Three years after arriving, she made a career change, and became her own boss. She bought a majority share in an organic textile and hospitality business with offices in Wong Chuk Hang, a short walk from the Aberdeen Harbor.

"From a business perspective, Hong Kong makes it really easy," she says. "You can set up a business in six hours, at least registration. Also, there are a massive amount of resources and so many accountants who know the rules and are easy to work with, and the Immigration Department is really fantastic. They make it really easy."

Although Hong Kong is no longer the textiles hub it once was, Hatton-Jones says she would not want her companies located elsewhere. Hong Kong had emerged as one of the world's most important textile hubs in the mid-20th century. By the 1960s, it led all of Asia. Most local textile companies had relocated, with the rest of Hong Kong's heavy industry, to the mainland after the reform and opening-up in the 1970s.

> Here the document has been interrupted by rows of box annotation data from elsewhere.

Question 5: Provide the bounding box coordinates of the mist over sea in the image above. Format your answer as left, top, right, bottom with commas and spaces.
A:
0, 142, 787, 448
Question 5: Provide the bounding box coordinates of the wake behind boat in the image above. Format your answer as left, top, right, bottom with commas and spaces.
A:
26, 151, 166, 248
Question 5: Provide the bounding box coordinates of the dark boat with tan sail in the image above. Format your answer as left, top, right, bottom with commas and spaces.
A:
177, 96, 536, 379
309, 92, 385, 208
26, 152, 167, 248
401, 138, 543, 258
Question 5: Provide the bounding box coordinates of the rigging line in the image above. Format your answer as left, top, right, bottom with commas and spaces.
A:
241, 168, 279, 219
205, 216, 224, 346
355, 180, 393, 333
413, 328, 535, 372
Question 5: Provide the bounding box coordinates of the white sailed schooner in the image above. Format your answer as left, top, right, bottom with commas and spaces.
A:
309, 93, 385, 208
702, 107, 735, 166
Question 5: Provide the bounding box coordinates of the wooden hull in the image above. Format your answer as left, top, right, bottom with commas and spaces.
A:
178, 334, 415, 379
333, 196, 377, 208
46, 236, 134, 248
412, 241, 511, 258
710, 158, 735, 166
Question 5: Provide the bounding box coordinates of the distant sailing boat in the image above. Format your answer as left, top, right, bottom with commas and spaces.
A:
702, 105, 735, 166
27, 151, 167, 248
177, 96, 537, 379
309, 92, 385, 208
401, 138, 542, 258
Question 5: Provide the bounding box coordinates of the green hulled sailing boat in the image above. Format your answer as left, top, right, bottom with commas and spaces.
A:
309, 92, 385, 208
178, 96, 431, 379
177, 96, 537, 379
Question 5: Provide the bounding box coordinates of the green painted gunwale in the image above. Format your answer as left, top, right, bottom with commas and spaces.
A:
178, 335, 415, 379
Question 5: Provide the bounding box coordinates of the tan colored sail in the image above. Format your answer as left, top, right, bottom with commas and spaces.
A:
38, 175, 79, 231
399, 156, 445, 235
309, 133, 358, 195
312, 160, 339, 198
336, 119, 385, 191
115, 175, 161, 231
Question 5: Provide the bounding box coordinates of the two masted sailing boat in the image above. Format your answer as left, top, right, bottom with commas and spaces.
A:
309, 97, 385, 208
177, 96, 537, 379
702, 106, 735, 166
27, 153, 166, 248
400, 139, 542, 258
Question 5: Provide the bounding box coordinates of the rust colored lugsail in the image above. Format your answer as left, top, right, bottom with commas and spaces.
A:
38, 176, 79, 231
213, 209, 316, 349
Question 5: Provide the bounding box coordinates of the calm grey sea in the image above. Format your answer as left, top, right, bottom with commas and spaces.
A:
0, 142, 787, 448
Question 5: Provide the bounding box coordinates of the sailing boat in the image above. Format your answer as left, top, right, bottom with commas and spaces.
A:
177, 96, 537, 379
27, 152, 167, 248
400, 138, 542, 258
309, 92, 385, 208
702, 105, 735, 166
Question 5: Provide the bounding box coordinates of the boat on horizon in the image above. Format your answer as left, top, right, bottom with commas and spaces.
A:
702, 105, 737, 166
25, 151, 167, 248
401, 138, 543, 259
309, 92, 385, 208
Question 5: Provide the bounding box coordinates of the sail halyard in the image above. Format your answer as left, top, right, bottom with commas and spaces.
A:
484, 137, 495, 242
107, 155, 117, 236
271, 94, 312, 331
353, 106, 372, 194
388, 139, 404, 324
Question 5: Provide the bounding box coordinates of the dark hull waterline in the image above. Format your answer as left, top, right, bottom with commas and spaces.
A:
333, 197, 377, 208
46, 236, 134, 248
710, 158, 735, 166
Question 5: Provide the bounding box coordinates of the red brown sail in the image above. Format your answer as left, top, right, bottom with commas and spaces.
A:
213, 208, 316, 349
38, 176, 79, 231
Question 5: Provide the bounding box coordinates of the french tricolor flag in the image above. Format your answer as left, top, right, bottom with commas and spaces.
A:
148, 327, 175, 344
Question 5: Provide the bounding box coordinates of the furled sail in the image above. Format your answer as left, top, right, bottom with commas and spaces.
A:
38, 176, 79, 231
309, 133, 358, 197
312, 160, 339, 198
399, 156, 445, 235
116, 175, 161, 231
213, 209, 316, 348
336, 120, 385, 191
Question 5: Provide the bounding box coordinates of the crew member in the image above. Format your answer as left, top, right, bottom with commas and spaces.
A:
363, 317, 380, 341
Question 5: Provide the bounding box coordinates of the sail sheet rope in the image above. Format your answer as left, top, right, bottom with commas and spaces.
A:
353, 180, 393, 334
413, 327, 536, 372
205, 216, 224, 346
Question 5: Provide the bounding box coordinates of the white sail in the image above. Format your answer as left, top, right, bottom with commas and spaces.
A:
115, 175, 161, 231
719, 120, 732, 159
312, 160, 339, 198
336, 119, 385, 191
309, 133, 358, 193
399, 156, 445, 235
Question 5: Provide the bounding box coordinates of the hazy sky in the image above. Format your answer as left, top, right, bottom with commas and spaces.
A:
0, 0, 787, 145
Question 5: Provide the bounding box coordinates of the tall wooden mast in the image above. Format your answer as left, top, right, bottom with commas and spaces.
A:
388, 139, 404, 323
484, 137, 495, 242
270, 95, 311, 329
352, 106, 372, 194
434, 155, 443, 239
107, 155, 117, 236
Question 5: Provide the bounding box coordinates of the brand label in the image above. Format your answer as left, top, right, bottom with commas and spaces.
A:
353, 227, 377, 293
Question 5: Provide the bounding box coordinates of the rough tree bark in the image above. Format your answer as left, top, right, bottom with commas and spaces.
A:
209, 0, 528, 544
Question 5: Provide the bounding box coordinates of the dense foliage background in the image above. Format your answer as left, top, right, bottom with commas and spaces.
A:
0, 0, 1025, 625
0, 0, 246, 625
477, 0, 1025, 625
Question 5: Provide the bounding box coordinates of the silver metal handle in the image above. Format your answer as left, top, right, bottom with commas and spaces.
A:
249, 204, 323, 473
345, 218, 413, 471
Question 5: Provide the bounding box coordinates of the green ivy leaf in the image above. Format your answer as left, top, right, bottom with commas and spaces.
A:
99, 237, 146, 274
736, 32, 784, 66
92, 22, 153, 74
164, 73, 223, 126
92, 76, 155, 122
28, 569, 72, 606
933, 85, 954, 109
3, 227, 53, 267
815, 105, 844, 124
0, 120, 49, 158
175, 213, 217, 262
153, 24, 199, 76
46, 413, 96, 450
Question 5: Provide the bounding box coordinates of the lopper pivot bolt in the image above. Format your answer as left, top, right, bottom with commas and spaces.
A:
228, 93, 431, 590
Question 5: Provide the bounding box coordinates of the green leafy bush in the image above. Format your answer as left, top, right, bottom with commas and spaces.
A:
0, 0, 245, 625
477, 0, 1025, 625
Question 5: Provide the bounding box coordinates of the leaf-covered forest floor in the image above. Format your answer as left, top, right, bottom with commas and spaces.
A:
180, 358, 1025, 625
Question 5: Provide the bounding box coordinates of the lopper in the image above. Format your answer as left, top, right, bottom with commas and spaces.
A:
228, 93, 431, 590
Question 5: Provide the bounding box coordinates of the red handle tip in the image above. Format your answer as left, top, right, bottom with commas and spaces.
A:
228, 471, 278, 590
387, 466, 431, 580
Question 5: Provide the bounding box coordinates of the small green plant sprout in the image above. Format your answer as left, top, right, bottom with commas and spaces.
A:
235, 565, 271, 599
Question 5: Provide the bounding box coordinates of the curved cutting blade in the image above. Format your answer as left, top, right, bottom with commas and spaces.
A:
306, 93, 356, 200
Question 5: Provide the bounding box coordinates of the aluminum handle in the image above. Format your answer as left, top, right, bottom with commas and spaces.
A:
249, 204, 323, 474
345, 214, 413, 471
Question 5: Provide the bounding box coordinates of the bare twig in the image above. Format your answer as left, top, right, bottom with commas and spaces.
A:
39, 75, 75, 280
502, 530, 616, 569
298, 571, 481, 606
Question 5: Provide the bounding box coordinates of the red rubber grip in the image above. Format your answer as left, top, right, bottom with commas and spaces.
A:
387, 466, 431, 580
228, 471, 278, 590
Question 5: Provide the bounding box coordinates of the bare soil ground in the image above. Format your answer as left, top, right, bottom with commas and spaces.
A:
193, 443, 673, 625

Her business partners at her two companies - Burnt Oringe (specializing in organic bedding) and Hatton Jones (selling sustainable products for the hospitality industry) - have done business in Hong Kong for more than 20 years.

Today the companies import from the mainland to create custom-designed product lines for Hong Kong market and also re-export internationally. She says Hong Kong's international population provides strong demand for her organic textile products, while many locals, accustomed to high-quality linens, remain a relatively untapped market.

"It makes total sense for us to be here," Hatton-Jones says. "If you look at Asia, Hong Kong is the best place to be in terms of taxes ... People are well educated and hardworking. There is an abundance of expertise that you can obviously tap into, and we're also close to the Chinese mainland. The mainland is where all the factories are."

She also relishes the multiculturalism of the city, feeling truly integrated into the fabric of daily life. She's planning to learn Cantonese, while her daughter is studying Mandarin at school.

"Thailand is heavily expat, and you live a life in a bubble," she says, reflecting on her previous foreign job posts. "You have real life, and then you have the expat environment, where you're living in these big places and everyone has a driver. I don't think you can compare (expat life in Bangkok) at all with that of most expats in Hong Kong. Here, you're living within the culture."